Stamattina avevo un attimo di tempo e mi sono messo a fare il filosofo e ho inventato un paradosso e ovviamente l’ho chiamato col mio nome, il “Paradosso di Salvatti” e poi ci ho ragionato sopra come facevano appunto gli antichi filosofi. Eccolo.
Mario è molto povero e sa che tra pochi giorni compirà gli anni Pietro, suo grande amico che invece è molto benestante. Mario vorrebbe fargli un bel regalo ma non ha le possibilità economiche. Allora una notte Mario entra in casa di Pietro e gli ruba dal portafogli 100 euro, il portafogli è pieno e Pietro neanche si accorge della somma che manca, anche perché Mario entra con le chiavi data la fiducia riposta da Pietro in Mario. Mario ha commesso oggettivamente un furto e dunque, rispetto al Mario onesto, questo atto lo pone al di sotto di una persona neutra, è tra coloro che sbagliano. Sì, ma a quel punto Mario poteva tenere i soldi per sé, in qualche modo erano suoi, poteva usarli per uscire a cena ed essere felice. Invece lì spende per fare un regalo a Pietro, il quale è felice, cosa che non sarebbe stato se non gli avesse fatto il regalo e avesse avuto senza saperlo cento euro in più. In questo modo Mario prima ha sbagliato e poi ha fatto una buona azione, dunque, ammesso che una annulli l’altra, Mario è tornato neutro, mentre se non avesse fatto il regalo Mario sarebbe stato in debito di un regalo con Pietro (che se lo sarebbe aspettato), dato che appunto ha usato soldi suoi che avrebbe potuto usare per altri fini egoistici per rendere felice Pietro. Ne consegue come paradosso che rubare sia stata una buona azione e abbia reso Mario una persona migliore che ha dato qualcosa di suo rispetto a sé fosse stato onesto.

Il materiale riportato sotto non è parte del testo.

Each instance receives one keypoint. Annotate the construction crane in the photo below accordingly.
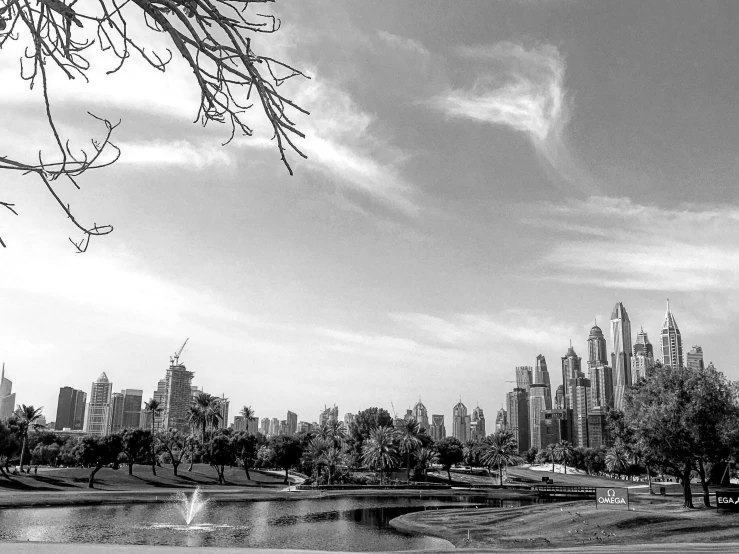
(175, 360)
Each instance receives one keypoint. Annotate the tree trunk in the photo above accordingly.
(687, 493)
(91, 482)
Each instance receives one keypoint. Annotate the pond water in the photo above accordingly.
(346, 523)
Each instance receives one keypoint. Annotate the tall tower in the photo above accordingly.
(597, 350)
(99, 412)
(672, 342)
(621, 355)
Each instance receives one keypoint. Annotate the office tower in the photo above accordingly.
(621, 355)
(537, 405)
(132, 401)
(579, 399)
(292, 423)
(460, 422)
(597, 350)
(70, 409)
(553, 427)
(328, 414)
(541, 377)
(7, 397)
(518, 418)
(501, 420)
(99, 411)
(523, 377)
(421, 415)
(643, 359)
(695, 358)
(116, 413)
(672, 342)
(437, 430)
(478, 419)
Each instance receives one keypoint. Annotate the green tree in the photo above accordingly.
(154, 408)
(286, 453)
(136, 443)
(408, 435)
(97, 452)
(379, 452)
(501, 450)
(450, 453)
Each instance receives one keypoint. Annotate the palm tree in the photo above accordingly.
(153, 407)
(379, 452)
(408, 434)
(563, 451)
(501, 449)
(28, 417)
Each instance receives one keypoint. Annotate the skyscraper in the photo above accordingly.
(518, 418)
(460, 422)
(643, 359)
(597, 350)
(70, 409)
(7, 397)
(99, 411)
(420, 414)
(621, 355)
(672, 342)
(694, 359)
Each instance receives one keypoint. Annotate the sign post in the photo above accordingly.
(614, 498)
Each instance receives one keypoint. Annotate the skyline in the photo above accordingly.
(471, 198)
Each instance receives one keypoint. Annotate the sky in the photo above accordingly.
(484, 181)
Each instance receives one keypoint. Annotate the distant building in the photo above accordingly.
(460, 422)
(292, 423)
(671, 341)
(518, 418)
(99, 411)
(70, 409)
(437, 431)
(695, 359)
(7, 397)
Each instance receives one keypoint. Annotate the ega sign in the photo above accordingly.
(615, 498)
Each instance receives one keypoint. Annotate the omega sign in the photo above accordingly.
(615, 498)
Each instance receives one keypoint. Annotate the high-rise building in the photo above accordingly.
(421, 415)
(523, 377)
(643, 359)
(621, 354)
(7, 397)
(501, 420)
(671, 340)
(478, 419)
(694, 359)
(597, 350)
(518, 418)
(437, 431)
(460, 422)
(541, 377)
(292, 423)
(537, 405)
(99, 411)
(70, 409)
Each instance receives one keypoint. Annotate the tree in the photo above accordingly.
(214, 38)
(501, 449)
(245, 449)
(135, 443)
(408, 434)
(175, 443)
(154, 408)
(450, 453)
(379, 451)
(97, 452)
(28, 417)
(286, 453)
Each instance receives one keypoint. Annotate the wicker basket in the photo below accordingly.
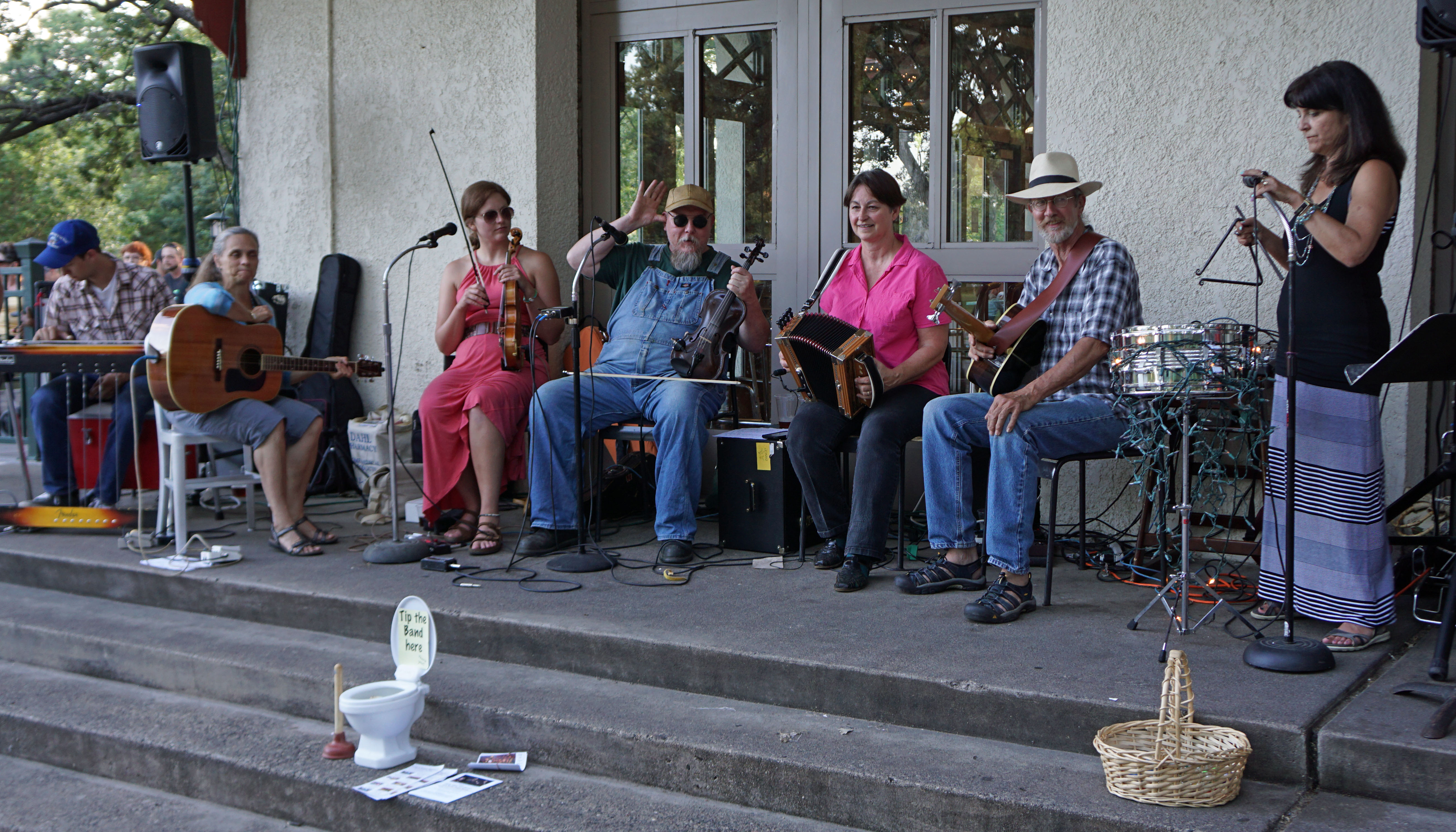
(1173, 761)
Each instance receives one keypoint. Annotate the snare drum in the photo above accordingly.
(1187, 359)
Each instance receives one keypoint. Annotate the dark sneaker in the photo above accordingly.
(941, 576)
(545, 541)
(852, 576)
(47, 500)
(832, 556)
(1002, 604)
(675, 553)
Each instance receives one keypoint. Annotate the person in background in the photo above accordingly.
(136, 253)
(285, 432)
(98, 298)
(170, 266)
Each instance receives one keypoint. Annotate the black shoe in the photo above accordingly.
(1002, 604)
(852, 576)
(545, 541)
(941, 576)
(675, 553)
(47, 500)
(832, 556)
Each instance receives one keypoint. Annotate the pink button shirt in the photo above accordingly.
(895, 310)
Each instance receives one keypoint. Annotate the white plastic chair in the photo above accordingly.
(174, 484)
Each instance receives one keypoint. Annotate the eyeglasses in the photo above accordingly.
(1059, 202)
(504, 213)
(700, 221)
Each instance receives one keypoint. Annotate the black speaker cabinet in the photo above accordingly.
(758, 496)
(175, 103)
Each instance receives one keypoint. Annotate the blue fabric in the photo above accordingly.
(954, 426)
(659, 308)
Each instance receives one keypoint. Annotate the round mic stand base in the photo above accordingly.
(397, 551)
(1295, 655)
(582, 562)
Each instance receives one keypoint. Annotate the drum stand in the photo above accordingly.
(1183, 582)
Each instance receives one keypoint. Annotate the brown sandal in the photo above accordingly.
(467, 529)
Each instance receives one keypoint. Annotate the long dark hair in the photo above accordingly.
(1344, 87)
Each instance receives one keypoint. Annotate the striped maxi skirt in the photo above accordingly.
(1342, 551)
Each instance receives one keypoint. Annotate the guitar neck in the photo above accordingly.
(296, 365)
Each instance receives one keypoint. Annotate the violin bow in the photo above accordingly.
(455, 205)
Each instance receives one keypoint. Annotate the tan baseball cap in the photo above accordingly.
(685, 196)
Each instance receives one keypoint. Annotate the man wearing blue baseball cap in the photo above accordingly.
(97, 299)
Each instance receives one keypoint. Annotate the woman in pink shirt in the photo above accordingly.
(884, 286)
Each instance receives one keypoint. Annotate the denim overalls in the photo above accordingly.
(657, 310)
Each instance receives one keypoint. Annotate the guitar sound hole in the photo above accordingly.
(251, 362)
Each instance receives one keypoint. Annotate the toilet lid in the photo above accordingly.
(413, 640)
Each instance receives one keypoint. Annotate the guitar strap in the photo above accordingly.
(1012, 330)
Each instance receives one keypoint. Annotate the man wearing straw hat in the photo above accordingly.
(1087, 289)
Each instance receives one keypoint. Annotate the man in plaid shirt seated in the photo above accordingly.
(1066, 409)
(98, 298)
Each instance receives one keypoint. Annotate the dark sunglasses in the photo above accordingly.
(506, 213)
(700, 221)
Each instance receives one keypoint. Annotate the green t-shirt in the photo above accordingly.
(624, 266)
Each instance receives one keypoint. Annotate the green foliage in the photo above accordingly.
(88, 164)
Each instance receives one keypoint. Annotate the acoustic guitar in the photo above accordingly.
(209, 361)
(999, 374)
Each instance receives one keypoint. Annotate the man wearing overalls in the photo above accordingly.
(660, 291)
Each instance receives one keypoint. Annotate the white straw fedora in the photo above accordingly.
(1053, 174)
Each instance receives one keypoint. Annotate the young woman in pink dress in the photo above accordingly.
(474, 414)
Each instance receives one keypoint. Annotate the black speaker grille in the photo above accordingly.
(164, 123)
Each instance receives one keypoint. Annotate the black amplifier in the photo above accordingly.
(758, 493)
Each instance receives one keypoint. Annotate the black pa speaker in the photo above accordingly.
(175, 103)
(1436, 25)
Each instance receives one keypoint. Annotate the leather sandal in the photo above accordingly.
(298, 550)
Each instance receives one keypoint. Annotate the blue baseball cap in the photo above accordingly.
(67, 241)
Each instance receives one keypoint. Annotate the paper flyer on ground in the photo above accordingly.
(509, 761)
(404, 780)
(456, 787)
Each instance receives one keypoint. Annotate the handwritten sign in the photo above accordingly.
(414, 636)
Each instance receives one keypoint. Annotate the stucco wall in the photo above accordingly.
(1165, 103)
(335, 145)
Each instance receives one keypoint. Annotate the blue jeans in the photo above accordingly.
(954, 426)
(681, 411)
(53, 403)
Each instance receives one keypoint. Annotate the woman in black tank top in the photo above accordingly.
(1343, 216)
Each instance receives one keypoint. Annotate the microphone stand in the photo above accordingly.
(582, 560)
(395, 551)
(1289, 653)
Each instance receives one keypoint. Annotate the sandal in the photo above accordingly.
(1359, 640)
(320, 535)
(298, 550)
(1267, 611)
(467, 528)
(490, 534)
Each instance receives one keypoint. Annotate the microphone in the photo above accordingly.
(445, 232)
(612, 231)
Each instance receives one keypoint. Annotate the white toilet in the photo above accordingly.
(384, 712)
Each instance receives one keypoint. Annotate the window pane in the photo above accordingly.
(650, 120)
(890, 111)
(992, 72)
(739, 133)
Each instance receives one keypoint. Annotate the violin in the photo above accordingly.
(512, 312)
(704, 352)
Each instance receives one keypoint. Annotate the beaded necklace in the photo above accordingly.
(1301, 218)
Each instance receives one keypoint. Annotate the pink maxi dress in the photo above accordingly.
(477, 379)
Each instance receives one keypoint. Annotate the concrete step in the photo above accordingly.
(777, 639)
(257, 761)
(46, 799)
(768, 757)
(1374, 746)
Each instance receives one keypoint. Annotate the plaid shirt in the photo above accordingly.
(1101, 299)
(140, 296)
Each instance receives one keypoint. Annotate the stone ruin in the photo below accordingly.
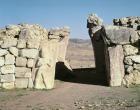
(28, 55)
(117, 49)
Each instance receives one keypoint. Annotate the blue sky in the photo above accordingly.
(58, 13)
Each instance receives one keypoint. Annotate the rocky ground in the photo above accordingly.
(83, 90)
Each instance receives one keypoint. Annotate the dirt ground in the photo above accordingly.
(83, 89)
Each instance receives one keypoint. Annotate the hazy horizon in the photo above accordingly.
(72, 13)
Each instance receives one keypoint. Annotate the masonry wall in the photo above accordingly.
(28, 55)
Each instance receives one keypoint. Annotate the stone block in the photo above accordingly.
(22, 72)
(136, 66)
(135, 58)
(21, 61)
(14, 51)
(7, 78)
(9, 59)
(30, 83)
(9, 43)
(7, 69)
(115, 65)
(43, 61)
(21, 82)
(33, 43)
(29, 53)
(10, 85)
(45, 77)
(30, 63)
(21, 43)
(3, 52)
(130, 50)
(120, 35)
(1, 61)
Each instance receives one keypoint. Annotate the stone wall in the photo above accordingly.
(28, 55)
(120, 51)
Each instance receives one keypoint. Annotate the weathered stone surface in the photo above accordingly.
(132, 78)
(45, 77)
(120, 35)
(21, 43)
(136, 66)
(130, 50)
(128, 61)
(22, 72)
(29, 53)
(9, 43)
(43, 61)
(7, 78)
(7, 69)
(45, 74)
(30, 63)
(14, 51)
(9, 59)
(21, 82)
(12, 30)
(1, 61)
(33, 43)
(94, 20)
(3, 52)
(129, 69)
(30, 83)
(135, 58)
(115, 65)
(20, 61)
(10, 85)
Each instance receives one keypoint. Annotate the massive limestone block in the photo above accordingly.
(135, 58)
(115, 65)
(30, 63)
(93, 20)
(20, 61)
(9, 59)
(3, 52)
(132, 78)
(120, 35)
(7, 78)
(46, 72)
(22, 72)
(9, 43)
(130, 50)
(21, 82)
(21, 43)
(1, 61)
(14, 51)
(33, 43)
(29, 53)
(7, 69)
(9, 85)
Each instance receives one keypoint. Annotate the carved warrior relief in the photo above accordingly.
(28, 55)
(120, 47)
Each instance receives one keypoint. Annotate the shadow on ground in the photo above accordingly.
(80, 75)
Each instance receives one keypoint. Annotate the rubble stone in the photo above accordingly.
(3, 52)
(130, 50)
(7, 78)
(10, 85)
(1, 61)
(9, 43)
(7, 69)
(9, 59)
(20, 61)
(22, 72)
(29, 53)
(21, 82)
(14, 51)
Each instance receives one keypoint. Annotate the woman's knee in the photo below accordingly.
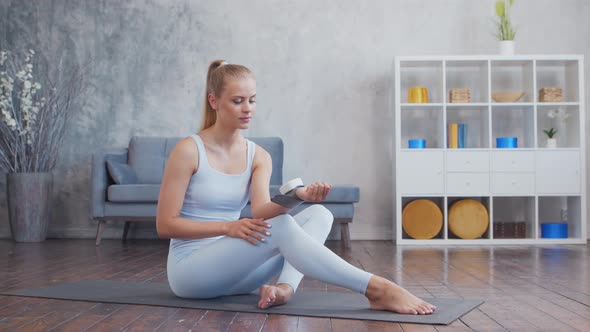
(320, 212)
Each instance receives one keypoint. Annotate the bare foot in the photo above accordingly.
(273, 295)
(386, 295)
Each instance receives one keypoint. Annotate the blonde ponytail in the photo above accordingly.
(217, 73)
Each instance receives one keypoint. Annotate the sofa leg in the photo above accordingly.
(126, 230)
(99, 231)
(345, 234)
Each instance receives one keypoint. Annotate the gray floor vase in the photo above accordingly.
(303, 303)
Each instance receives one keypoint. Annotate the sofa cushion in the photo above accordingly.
(148, 193)
(147, 157)
(121, 173)
(133, 193)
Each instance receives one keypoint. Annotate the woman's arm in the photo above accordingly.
(181, 165)
(260, 203)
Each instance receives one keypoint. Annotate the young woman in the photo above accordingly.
(209, 178)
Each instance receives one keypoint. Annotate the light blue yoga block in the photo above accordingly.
(554, 230)
(417, 143)
(506, 142)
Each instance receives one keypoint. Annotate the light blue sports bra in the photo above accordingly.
(212, 196)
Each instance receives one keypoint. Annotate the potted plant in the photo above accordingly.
(506, 32)
(33, 115)
(551, 142)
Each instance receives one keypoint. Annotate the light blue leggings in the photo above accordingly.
(232, 266)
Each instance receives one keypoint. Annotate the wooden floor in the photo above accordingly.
(525, 288)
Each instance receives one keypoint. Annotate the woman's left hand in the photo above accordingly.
(315, 192)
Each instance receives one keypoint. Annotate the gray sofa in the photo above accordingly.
(139, 170)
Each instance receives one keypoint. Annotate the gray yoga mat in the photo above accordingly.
(303, 303)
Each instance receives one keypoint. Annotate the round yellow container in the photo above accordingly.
(422, 219)
(468, 219)
(417, 94)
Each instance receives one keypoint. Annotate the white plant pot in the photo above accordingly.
(507, 47)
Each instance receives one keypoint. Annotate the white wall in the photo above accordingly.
(323, 70)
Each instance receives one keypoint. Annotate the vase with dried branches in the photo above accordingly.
(35, 106)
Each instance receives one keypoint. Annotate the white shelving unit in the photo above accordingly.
(530, 183)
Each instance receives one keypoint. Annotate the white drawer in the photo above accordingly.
(513, 183)
(468, 183)
(558, 172)
(420, 172)
(513, 161)
(468, 161)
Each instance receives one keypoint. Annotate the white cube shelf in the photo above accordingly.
(530, 184)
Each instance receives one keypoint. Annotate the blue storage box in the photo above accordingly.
(554, 230)
(506, 142)
(417, 143)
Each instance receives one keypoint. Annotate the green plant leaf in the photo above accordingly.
(500, 8)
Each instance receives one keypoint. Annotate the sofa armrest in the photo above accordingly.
(100, 179)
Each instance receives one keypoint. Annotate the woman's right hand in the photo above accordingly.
(248, 229)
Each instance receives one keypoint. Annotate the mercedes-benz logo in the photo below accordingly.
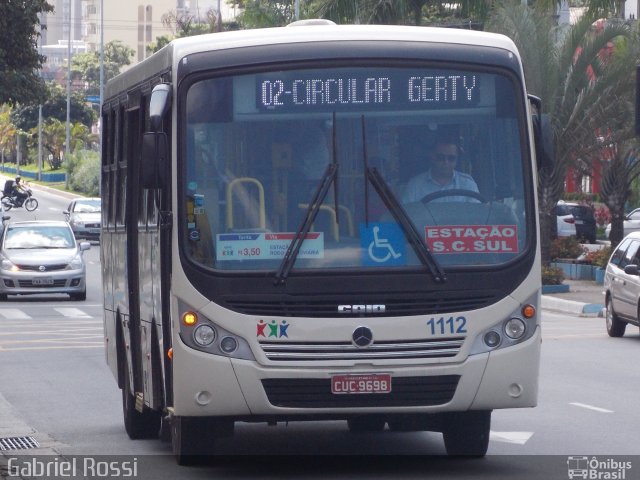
(362, 337)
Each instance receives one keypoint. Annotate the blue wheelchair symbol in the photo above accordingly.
(382, 244)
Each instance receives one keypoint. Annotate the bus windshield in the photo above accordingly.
(447, 144)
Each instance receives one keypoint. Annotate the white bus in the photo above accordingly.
(273, 249)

Ora ragiono su questo mio paradosso, un esercizio di ragionamento morale, perché gioca con i concetti di giustizia, altruismo e proprietà. Cerco di scomporlo logicamente e di analizzarlo dal punto di vista filosofico.
Analisi logica
- Il furto – Mario compie un atto moralmente e legalmente condannabile: ruba 100 euro. In termini kantiani, ha violato la regola universale del rispetto della proprietà altrui, quindi è un’azione moralmente sbagliata.
- Il dono – Mario usa i soldi rubati per comprare un regalo a Pietro, il quale ne trae felicità. Se guardiamo solo l’esito, l’azione sembra positiva: Pietro è felice, e non ha perso nulla (anzi, ha guadagnato un regalo).
- L’annullamento del debito morale – Se Mario avesse usato quei 100 euro per sé, il furto sarebbe stato puramente egoistico. Invece, avendoli usati per il bene di Pietro, sembra aver “compensato” il danno. In questa logica, il gesto del furto non è più un male netto, perché il beneficiario (Pietro) non solo non è danneggiato, ma è persino avvantaggiato.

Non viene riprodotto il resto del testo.